Avrupa’da devam eden belirsizlikler ve özellikle enflasyonist baskılar, yatırımcıların temkinli davranmasına neden oluyor. Almanya DAX Endeksi ve Fransa CAC 40 Endeksi, haftanın ilk gününde zayıf bir performans sergileyerek %1’e yakın kayıplar yaşadı. Avrupa’daki bu olumsuz görünüm, küresel yatırımcıların risk iştahını sınırlarken, bölgedeki şirketlerin karlılık beklentilerini de olumsuz etkiliyor.
Ayrıca, piyasalarda İsrail ve Lübnan arasındaki gerilim de yakından izleniyor. Orta Doğu’daki bu operasyonlar, petrol fiyatlarını doğrudan etkileyebilir ve küresel enerji piyasalarında dalgalanmalara yol açabilir. Brent petrolün varil fiyatı dün %0,3 oranında artış gösterse de sonrasında yatay bir görünüm sergiledi. Enerji piyasalarındaki bu belirsizlik, özellikle Avrupa ülkeleri üzerinde daha fazla baskı oluşturabilir.
ABD’de Bilançolar Bekleniyor: Büyük Şirketler Performanslarını Açıklayacak
ABD borsalarında bu hafta açıklanacak olan büyük şirket bilançoları, piyasalarda hareketliliği artırabilir.

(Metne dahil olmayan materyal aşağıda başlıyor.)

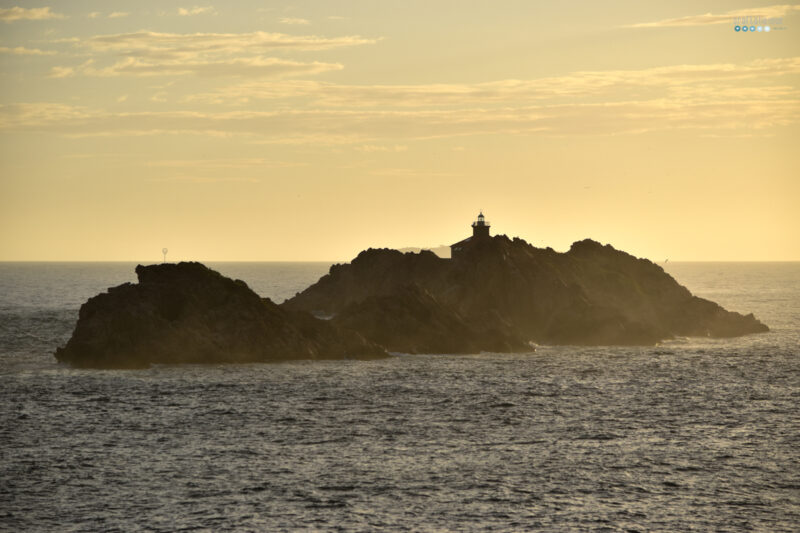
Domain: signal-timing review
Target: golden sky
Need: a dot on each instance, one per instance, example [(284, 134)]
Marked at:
[(310, 130)]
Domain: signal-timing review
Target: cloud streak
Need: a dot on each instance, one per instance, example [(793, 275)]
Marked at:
[(22, 51), (708, 99), (774, 11), (147, 53), (196, 10), (12, 14)]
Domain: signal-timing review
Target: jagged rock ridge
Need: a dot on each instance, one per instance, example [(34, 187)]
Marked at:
[(507, 292), (188, 313)]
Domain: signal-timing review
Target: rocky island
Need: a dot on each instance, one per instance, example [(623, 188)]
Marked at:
[(188, 313), (494, 294)]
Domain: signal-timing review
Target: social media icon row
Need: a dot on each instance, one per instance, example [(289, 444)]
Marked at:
[(751, 28)]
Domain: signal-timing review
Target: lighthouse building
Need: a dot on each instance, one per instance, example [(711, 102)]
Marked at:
[(480, 230)]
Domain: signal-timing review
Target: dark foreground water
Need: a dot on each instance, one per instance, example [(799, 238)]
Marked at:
[(696, 434)]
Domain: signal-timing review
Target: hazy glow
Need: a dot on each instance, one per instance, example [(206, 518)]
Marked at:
[(239, 131)]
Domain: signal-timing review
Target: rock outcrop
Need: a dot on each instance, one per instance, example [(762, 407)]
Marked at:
[(505, 292), (187, 313)]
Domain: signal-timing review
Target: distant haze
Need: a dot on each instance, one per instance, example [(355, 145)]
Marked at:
[(309, 131)]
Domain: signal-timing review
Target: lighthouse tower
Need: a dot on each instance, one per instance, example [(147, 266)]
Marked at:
[(480, 228), (480, 231)]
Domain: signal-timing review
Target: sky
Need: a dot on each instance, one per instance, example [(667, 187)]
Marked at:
[(310, 130)]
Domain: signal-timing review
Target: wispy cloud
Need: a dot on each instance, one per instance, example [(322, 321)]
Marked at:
[(22, 51), (11, 14), (196, 10), (294, 21), (180, 45), (254, 67), (721, 18), (711, 99), (592, 86)]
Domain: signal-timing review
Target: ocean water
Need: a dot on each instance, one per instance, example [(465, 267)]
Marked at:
[(691, 435)]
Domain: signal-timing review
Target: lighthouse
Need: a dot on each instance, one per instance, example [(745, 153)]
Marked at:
[(480, 228), (480, 231)]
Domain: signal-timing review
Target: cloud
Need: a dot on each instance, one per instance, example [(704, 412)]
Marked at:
[(179, 45), (711, 99), (591, 86), (250, 67), (148, 53), (196, 10), (774, 11), (11, 14), (22, 51), (294, 21), (382, 148)]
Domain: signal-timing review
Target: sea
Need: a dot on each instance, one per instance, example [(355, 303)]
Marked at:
[(695, 434)]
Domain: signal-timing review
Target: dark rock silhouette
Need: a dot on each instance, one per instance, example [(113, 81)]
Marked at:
[(411, 320), (505, 291), (188, 313), (497, 294)]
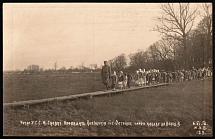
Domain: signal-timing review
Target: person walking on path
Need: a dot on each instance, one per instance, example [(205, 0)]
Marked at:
[(114, 80), (105, 74)]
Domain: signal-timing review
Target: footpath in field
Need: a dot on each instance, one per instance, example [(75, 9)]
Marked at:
[(85, 95)]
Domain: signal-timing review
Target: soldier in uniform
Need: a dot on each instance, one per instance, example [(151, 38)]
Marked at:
[(129, 79), (136, 78), (105, 74), (114, 80)]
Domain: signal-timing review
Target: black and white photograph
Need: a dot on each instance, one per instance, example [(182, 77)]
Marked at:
[(108, 69)]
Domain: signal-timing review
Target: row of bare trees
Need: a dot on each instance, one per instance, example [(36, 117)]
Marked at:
[(181, 46)]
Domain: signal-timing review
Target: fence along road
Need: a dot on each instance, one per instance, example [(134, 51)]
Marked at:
[(70, 97)]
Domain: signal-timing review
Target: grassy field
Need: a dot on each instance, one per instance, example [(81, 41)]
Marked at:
[(182, 103), (39, 86)]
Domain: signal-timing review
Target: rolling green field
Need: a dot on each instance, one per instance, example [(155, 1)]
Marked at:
[(39, 86), (182, 103)]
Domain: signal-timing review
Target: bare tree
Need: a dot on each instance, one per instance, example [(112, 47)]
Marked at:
[(95, 66), (206, 27), (177, 22), (55, 65)]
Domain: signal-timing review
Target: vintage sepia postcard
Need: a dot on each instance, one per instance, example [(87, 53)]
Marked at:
[(107, 69)]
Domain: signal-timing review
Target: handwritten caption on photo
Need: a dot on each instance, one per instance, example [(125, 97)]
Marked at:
[(102, 123)]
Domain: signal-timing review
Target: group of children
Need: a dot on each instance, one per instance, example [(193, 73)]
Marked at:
[(154, 76), (123, 80)]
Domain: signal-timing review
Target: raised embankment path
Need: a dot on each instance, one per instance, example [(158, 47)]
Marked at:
[(84, 95)]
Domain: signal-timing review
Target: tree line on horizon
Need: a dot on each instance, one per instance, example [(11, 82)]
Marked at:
[(181, 46)]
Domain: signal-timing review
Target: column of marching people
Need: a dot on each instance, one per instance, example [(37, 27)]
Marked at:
[(145, 78)]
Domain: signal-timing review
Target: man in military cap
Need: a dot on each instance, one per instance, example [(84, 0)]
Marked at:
[(105, 74)]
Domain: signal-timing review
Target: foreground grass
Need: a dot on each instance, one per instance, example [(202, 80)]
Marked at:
[(40, 86), (184, 103)]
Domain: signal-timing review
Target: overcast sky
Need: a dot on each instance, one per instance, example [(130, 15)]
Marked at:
[(70, 34)]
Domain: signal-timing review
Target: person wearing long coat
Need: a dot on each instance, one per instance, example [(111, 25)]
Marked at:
[(105, 74)]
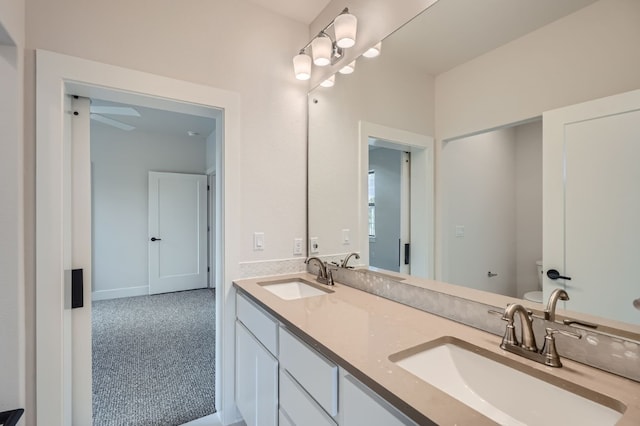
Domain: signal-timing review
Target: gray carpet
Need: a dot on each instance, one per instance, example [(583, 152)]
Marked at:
[(153, 359)]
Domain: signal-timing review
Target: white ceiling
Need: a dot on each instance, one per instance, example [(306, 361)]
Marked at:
[(453, 32), (152, 120), (304, 11)]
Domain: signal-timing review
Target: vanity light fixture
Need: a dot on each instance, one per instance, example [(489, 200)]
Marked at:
[(373, 51), (324, 50), (348, 69), (302, 66), (329, 82)]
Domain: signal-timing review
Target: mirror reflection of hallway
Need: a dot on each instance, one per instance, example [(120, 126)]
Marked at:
[(389, 207)]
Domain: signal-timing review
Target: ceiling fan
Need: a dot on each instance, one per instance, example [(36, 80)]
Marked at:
[(98, 112)]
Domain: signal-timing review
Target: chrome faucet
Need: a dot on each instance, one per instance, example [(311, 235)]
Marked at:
[(550, 310), (548, 355), (346, 260), (324, 273), (526, 325)]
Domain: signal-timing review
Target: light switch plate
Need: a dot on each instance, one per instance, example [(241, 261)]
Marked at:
[(313, 245), (346, 240)]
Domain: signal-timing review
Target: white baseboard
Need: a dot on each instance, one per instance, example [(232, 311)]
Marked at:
[(211, 420), (120, 292)]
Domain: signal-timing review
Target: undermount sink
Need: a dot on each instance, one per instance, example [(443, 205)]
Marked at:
[(292, 289), (507, 392)]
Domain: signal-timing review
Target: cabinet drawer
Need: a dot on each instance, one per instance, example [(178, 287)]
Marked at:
[(315, 373), (261, 324), (299, 408), (361, 406)]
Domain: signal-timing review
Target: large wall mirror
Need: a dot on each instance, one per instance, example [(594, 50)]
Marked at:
[(428, 159)]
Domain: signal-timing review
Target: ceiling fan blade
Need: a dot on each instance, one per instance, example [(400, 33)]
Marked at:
[(113, 110), (110, 122)]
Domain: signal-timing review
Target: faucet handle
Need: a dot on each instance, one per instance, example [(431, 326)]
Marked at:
[(551, 331), (497, 313), (549, 351)]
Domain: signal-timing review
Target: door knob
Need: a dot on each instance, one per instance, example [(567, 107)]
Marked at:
[(553, 274)]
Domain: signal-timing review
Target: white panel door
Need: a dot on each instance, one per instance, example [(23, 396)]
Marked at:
[(177, 232), (591, 206)]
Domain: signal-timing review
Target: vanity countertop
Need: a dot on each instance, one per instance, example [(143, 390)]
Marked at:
[(359, 331)]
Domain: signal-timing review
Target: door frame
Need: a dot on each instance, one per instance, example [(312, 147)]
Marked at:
[(60, 75), (422, 231)]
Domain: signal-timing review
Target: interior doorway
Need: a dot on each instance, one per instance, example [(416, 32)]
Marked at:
[(389, 207), (63, 358), (153, 311), (419, 189)]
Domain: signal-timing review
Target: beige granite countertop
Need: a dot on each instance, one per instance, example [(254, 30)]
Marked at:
[(360, 331)]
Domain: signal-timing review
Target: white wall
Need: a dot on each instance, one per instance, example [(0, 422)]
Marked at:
[(589, 54), (492, 186), (121, 162), (376, 20), (528, 138), (586, 55), (211, 147), (478, 177), (207, 43), (12, 23), (12, 278), (383, 250)]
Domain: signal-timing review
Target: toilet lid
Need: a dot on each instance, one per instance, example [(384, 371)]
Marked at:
[(533, 296)]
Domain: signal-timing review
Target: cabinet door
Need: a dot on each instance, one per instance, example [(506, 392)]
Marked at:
[(256, 380), (591, 204), (361, 406)]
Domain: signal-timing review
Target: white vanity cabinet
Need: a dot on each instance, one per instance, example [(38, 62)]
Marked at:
[(281, 380), (359, 405), (256, 366), (308, 383)]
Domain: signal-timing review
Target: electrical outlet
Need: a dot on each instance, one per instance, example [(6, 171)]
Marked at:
[(258, 240), (314, 248)]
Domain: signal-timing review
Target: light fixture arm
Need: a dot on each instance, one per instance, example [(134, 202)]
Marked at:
[(323, 32), (327, 49)]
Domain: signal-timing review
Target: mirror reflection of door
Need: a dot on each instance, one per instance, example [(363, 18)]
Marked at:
[(389, 208), (492, 193)]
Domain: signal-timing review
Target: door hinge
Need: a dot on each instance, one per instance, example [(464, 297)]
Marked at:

Yatırımcıların gözü özellikle Carnival Corp, McCormick & Co, Paychex Inc, NIKE Inc, Lam Weston Holdings Inc ve Constellation Brands gibi büyük firmaların performansında olacak. Özellikle NIKE, yatırımcılar için kritik bir önem taşıyor. NIKE’ın birinci çeyrek sonuçlarında 11,64 milyar dolar gelir ve hisse başına 0,52 dolar kazanç açıklaması bekleniyor. Bu sonuçlar, şirketin genel performansına ve piyasa üzerindeki etkisine dair önemli ipuçları verecek.

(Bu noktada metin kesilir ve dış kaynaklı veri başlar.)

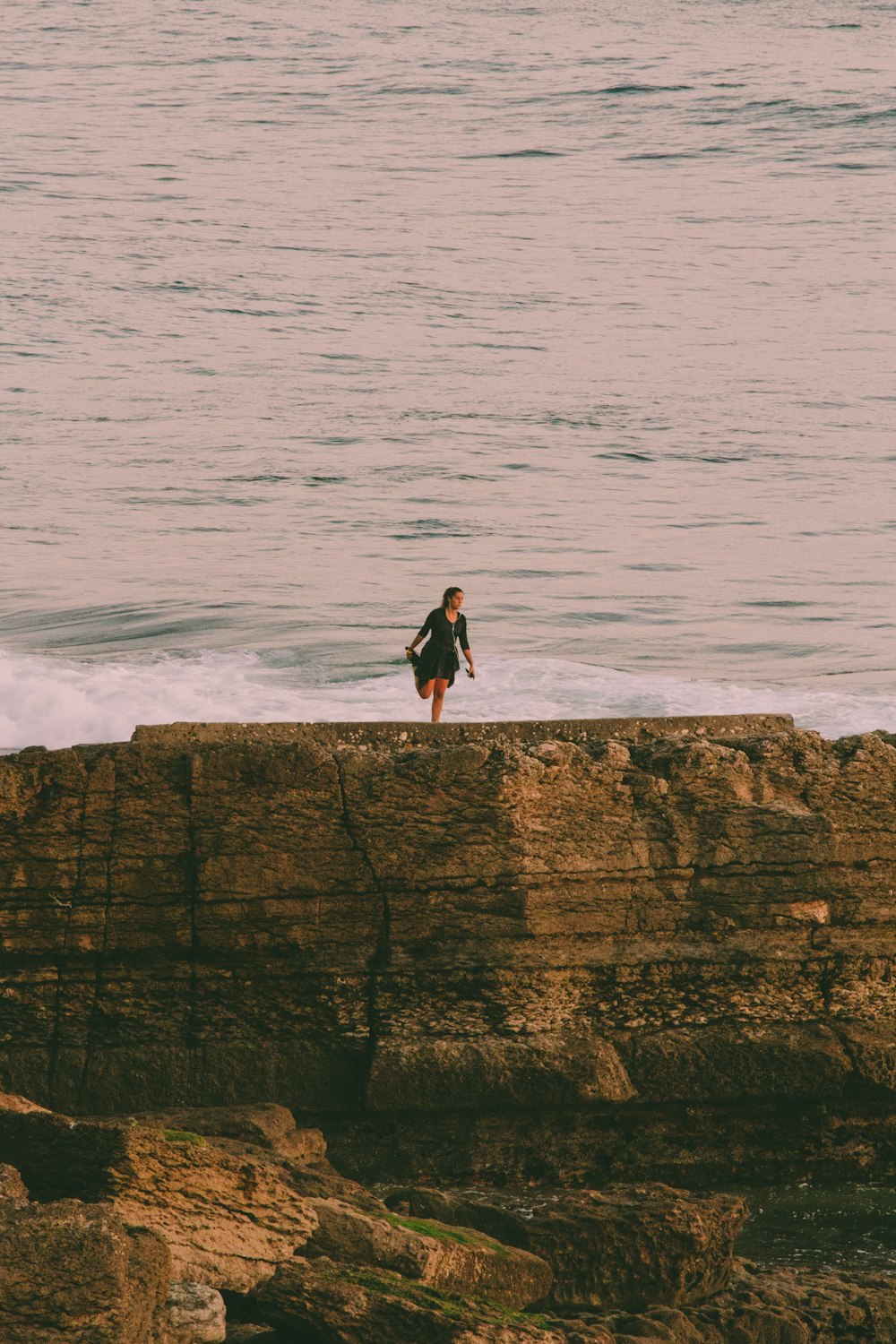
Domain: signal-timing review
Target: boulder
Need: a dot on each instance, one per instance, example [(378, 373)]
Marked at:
[(73, 1273), (228, 1217), (341, 1305), (13, 1188), (452, 1260), (196, 1314), (626, 1246)]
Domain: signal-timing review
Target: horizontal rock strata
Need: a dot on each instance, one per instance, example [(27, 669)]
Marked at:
[(563, 952)]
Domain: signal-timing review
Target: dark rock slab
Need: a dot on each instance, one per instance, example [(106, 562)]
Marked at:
[(625, 1246)]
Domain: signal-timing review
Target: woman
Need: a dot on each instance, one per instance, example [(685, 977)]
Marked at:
[(435, 667)]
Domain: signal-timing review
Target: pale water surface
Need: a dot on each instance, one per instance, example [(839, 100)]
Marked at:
[(312, 309)]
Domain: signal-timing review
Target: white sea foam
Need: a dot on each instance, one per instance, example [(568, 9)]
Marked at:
[(56, 702)]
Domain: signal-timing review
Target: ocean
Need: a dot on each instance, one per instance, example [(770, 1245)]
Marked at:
[(311, 311)]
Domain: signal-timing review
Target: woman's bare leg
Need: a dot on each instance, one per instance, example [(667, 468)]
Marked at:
[(440, 687)]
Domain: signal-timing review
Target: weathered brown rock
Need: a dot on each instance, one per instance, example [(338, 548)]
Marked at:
[(763, 1306), (541, 1070), (195, 1314), (450, 1258), (228, 1218), (629, 951), (13, 1188), (618, 1247), (230, 1212), (73, 1273), (374, 1306), (263, 1125)]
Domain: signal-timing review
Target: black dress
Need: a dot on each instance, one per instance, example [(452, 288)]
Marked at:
[(438, 656)]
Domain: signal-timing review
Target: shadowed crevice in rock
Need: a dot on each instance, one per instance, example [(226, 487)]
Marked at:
[(382, 951)]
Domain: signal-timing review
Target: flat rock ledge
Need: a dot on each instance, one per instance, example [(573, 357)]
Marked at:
[(233, 1226)]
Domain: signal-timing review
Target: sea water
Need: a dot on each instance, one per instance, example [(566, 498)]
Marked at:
[(309, 311)]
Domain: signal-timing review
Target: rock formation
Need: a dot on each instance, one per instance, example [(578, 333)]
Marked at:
[(618, 959), (112, 1269), (570, 951)]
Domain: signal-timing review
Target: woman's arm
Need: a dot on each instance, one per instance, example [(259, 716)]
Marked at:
[(421, 634), (465, 650)]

Öte yandan, T-Mobile ile ilgili de önemli gelişmeler var. ABD, T-Mobile ile veri ihlalleri nedeniyle 31,5 milyon dolarlık bir anlaşma sağladı. Bu anlaşma, T-Mobile’ın hisse değerleri üzerinde baskı oluşturabilirken, sektördeki diğer oyuncuların da benzer sorunlarla karşı karşıya kalma ihtimalini gündeme getiriyor.
Ayrıca, PepsiCo’nun Siete Foods‘u 1 milyar doların üzerinde bir bedelle satın almak için görüşmelerde bulunduğu açıklandı. Bu gelişme, gıda ve içecek sektöründeki büyük oyuncuların stratejik büyüme adımlarının devam ettiğini gösteriyor.

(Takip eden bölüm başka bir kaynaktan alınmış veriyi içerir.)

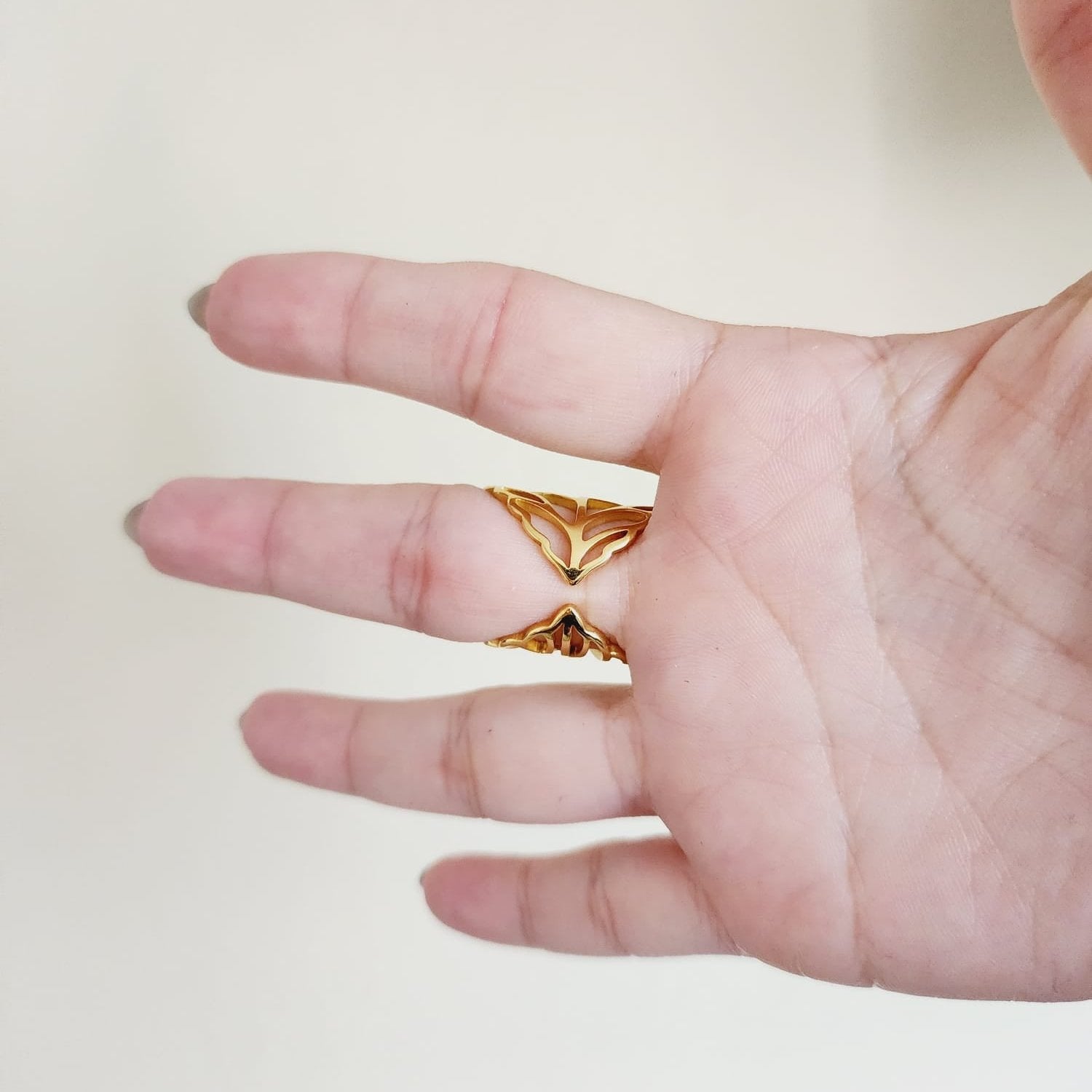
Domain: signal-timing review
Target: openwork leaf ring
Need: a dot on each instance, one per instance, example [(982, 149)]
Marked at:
[(589, 533)]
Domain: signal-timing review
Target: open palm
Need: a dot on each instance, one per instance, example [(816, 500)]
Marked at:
[(860, 622)]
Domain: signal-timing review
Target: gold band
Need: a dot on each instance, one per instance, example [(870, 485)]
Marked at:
[(593, 530), (577, 535), (566, 633)]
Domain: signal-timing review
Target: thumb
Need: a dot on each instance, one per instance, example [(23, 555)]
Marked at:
[(1056, 39)]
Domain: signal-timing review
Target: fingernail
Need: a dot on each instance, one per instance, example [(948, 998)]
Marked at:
[(197, 305), (132, 521)]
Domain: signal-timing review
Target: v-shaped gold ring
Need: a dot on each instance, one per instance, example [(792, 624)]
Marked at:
[(593, 530)]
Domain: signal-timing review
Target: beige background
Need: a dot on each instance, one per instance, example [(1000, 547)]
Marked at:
[(173, 919)]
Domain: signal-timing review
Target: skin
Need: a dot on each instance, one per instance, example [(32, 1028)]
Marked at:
[(858, 624)]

Piyasa Beklentileri ve Yatırımcı Stratejileri
Gelecek günlerde, hem ABD hem de Avrupa piyasalarında kritik gelişmeler yatırımcılar tarafından yakından izlenecek. ABD Fed’in faiz indirim beklentileri, piyasalara pozitif bir hava katarken, Avrupa’da ise enflasyon ve büyüme endişeleri, yatırımcıların temkinli olmasına yol açıyor.
Yatırımcılar için en önemli strateji, risk yönetimi ve portföy çeşitlendirmesi olacaktır. Özellikle ABD’deki olumlu hava, kısa vadeli kazanç fırsatları yaratabilirken, Avrupa’daki belirsizlikler karşısında daha dikkatli olunması gerekiyor. Enerji piyasalarındaki gelişmeler ve Orta Doğu’daki jeopolitik riskler de yakından takip edilmesi gereken diğer önemli konular arasında yer alıyor.
Bilanço sezonunun devam etmesi ve büyük şirketlerin performans raporları, önümüzdeki haftalarda piyasa dinamiklerini önemli ölçüde şekillendirecek. NIKE gibi büyük şirketlerin performansı, hem ABD borsaları hem de küresel piyasalarda yatırımcı davranışlarını etkileyebilir. Aynı zamanda Fed’in faiz kararları da kısa ve orta vadede piyasalara yön verecek en kritik faktörlerden biri olacak.